When I was a hormonal mess, he was a rock of calm, quiet support. He took turns with feeds to give me longer stretches of sleep. Home and family are the centre of his life. He ducks out of lad’s nights, and stags and comes home early from work parties because he’d rather spend time with us.

I just think “protecting and providing” might need to be reclaimed from the knuckle draggers, the alt right, the fundamentalists, etc.

While I agree with you about mat leave, I wonder if this just seems gendered because women who have children often have this period of financial and physical vulnerability, because of just having had a baby. I would look after my DP/DH in this way if he became really ill, for example, so it wouldn't be a "man providing for and protecting a woman" thing, just a "less vulnerable partner taking care of the more vulnerable partner during that time" thing.

TempestTost · 05/12/2025 11:22

gannett · 05/12/2025 11:10

There are around 100,000 female soldiers in the Ukrainian army, including many in positions of command.

I don't believe anyone should be conscripted into an army, male or female.

Yes, there are female soldiers, I was one.

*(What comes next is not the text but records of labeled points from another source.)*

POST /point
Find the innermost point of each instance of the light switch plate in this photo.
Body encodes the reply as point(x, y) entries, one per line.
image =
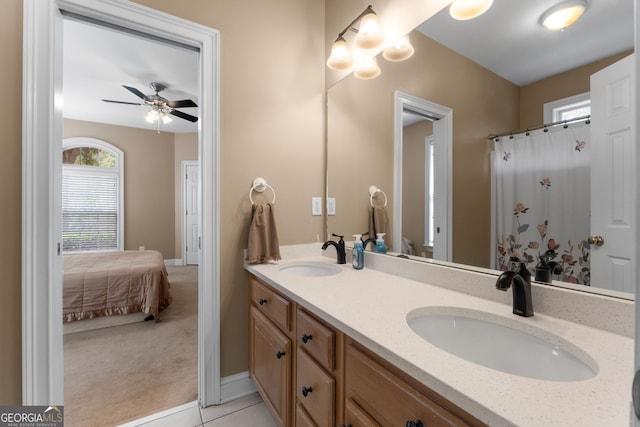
point(316, 206)
point(331, 206)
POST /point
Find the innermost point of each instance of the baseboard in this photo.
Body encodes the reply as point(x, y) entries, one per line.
point(236, 386)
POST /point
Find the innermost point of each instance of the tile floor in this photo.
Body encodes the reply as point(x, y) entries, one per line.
point(248, 411)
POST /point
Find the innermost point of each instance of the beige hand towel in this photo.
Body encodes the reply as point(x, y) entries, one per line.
point(263, 243)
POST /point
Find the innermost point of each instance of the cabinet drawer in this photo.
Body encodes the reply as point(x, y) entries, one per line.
point(315, 390)
point(356, 417)
point(277, 308)
point(318, 340)
point(388, 399)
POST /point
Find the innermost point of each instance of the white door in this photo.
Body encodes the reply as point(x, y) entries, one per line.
point(191, 213)
point(613, 176)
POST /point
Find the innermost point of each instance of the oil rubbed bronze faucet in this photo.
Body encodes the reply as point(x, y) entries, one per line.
point(340, 249)
point(521, 283)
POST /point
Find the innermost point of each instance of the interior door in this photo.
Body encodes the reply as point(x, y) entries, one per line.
point(613, 176)
point(191, 213)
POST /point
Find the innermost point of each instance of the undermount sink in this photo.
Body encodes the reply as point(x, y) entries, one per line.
point(486, 340)
point(310, 269)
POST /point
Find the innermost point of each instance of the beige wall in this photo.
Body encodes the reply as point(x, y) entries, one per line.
point(413, 184)
point(360, 138)
point(572, 82)
point(149, 177)
point(271, 126)
point(11, 196)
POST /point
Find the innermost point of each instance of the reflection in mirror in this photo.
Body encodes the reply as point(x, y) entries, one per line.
point(360, 134)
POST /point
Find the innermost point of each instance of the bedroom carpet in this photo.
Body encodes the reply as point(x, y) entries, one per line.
point(121, 372)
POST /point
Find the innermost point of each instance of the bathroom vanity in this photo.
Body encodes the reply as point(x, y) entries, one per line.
point(333, 346)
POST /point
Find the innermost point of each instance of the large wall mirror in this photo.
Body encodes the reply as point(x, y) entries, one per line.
point(361, 150)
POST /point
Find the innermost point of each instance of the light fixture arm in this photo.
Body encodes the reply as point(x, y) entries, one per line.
point(351, 27)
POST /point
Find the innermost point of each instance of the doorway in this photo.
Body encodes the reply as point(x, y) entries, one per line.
point(42, 148)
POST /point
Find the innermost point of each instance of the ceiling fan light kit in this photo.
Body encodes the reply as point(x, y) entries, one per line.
point(160, 108)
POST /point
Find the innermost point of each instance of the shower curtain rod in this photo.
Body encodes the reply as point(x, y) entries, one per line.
point(545, 126)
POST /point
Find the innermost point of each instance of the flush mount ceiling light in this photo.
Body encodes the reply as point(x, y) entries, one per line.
point(369, 36)
point(563, 15)
point(399, 51)
point(463, 10)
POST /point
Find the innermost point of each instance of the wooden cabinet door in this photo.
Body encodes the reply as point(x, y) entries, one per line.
point(315, 390)
point(270, 365)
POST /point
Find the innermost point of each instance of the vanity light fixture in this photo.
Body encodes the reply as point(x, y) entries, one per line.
point(369, 36)
point(399, 51)
point(367, 70)
point(563, 15)
point(463, 10)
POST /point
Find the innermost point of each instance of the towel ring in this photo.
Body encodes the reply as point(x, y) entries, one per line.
point(373, 190)
point(260, 185)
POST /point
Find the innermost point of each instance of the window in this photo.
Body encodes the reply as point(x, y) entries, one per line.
point(567, 108)
point(92, 208)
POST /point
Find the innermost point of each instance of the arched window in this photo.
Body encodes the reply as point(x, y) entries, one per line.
point(92, 195)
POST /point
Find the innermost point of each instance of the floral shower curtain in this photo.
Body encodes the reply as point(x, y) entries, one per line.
point(542, 196)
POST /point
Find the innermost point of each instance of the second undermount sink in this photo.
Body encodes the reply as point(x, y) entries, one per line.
point(485, 339)
point(310, 269)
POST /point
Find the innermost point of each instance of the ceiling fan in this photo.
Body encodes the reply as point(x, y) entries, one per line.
point(160, 106)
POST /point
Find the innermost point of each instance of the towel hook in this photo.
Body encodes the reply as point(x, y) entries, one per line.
point(260, 185)
point(373, 190)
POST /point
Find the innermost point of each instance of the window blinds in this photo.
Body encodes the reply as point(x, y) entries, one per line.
point(89, 211)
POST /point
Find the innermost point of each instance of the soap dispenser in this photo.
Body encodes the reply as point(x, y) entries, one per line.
point(358, 252)
point(380, 247)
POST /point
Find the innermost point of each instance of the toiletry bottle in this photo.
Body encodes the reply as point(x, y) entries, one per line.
point(380, 247)
point(358, 253)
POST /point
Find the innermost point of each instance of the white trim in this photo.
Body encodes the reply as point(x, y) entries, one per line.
point(548, 107)
point(442, 129)
point(42, 147)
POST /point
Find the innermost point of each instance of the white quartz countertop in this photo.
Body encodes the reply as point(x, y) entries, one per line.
point(372, 307)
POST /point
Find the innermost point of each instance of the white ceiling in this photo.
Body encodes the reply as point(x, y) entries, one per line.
point(509, 40)
point(97, 61)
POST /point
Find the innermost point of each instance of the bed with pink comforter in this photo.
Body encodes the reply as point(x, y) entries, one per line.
point(111, 283)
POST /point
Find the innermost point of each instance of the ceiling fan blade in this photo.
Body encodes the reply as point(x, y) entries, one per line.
point(121, 102)
point(184, 115)
point(134, 91)
point(185, 103)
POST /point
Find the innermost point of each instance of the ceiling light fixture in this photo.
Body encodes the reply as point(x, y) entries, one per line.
point(563, 15)
point(463, 10)
point(369, 36)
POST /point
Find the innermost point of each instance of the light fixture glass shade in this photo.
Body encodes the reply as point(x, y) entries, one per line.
point(152, 116)
point(340, 58)
point(399, 51)
point(563, 15)
point(369, 34)
point(367, 70)
point(468, 9)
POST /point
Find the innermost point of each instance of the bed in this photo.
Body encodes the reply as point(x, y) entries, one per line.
point(112, 283)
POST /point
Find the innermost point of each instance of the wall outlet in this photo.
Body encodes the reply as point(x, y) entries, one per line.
point(316, 206)
point(331, 206)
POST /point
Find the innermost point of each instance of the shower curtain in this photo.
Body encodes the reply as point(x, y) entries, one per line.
point(542, 199)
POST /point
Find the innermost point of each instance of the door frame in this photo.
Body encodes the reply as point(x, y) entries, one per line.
point(185, 229)
point(42, 130)
point(442, 130)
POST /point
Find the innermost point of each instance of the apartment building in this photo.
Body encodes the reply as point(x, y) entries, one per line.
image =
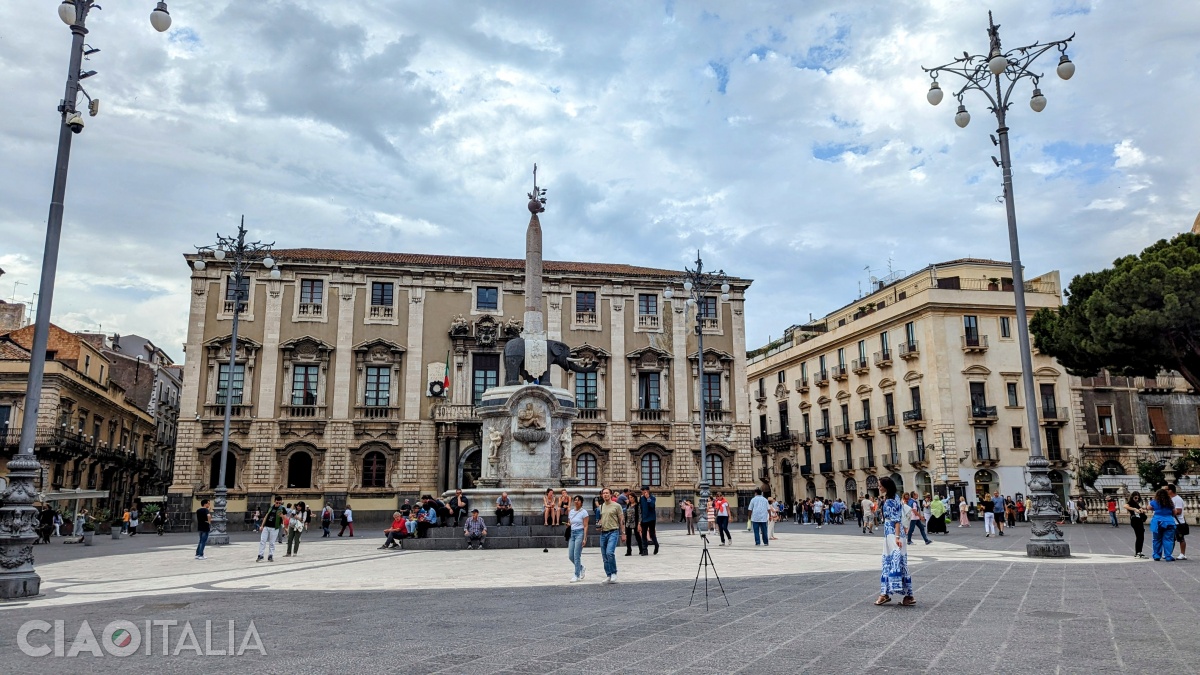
point(919, 380)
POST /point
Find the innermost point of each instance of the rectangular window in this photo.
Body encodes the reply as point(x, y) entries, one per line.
point(971, 330)
point(239, 376)
point(485, 374)
point(381, 293)
point(487, 298)
point(648, 390)
point(712, 390)
point(647, 304)
point(378, 386)
point(1104, 419)
point(312, 291)
point(1054, 446)
point(586, 389)
point(586, 302)
point(304, 384)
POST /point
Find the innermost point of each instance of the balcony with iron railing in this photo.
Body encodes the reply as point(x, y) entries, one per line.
point(591, 414)
point(648, 321)
point(982, 416)
point(975, 342)
point(382, 311)
point(310, 309)
point(868, 464)
point(982, 455)
point(1054, 416)
point(651, 416)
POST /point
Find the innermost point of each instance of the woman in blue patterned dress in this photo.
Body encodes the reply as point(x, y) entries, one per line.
point(894, 579)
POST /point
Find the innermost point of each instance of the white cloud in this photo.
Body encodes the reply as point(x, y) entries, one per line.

But there is a very good reason that it is men who had to stay and not women. My experience as a female soldier speaks to that, there are significant differernces in war which is why you don't see women soldiers often in certain roles.

And there are real reasons that women are sent with the children more often than men.

I think in a situation like Ukraine, men who ran away without dispensation should be stripped of their citizenship and treated as stateless individuals. Fuck them, they have failed to step up in the most basic way required.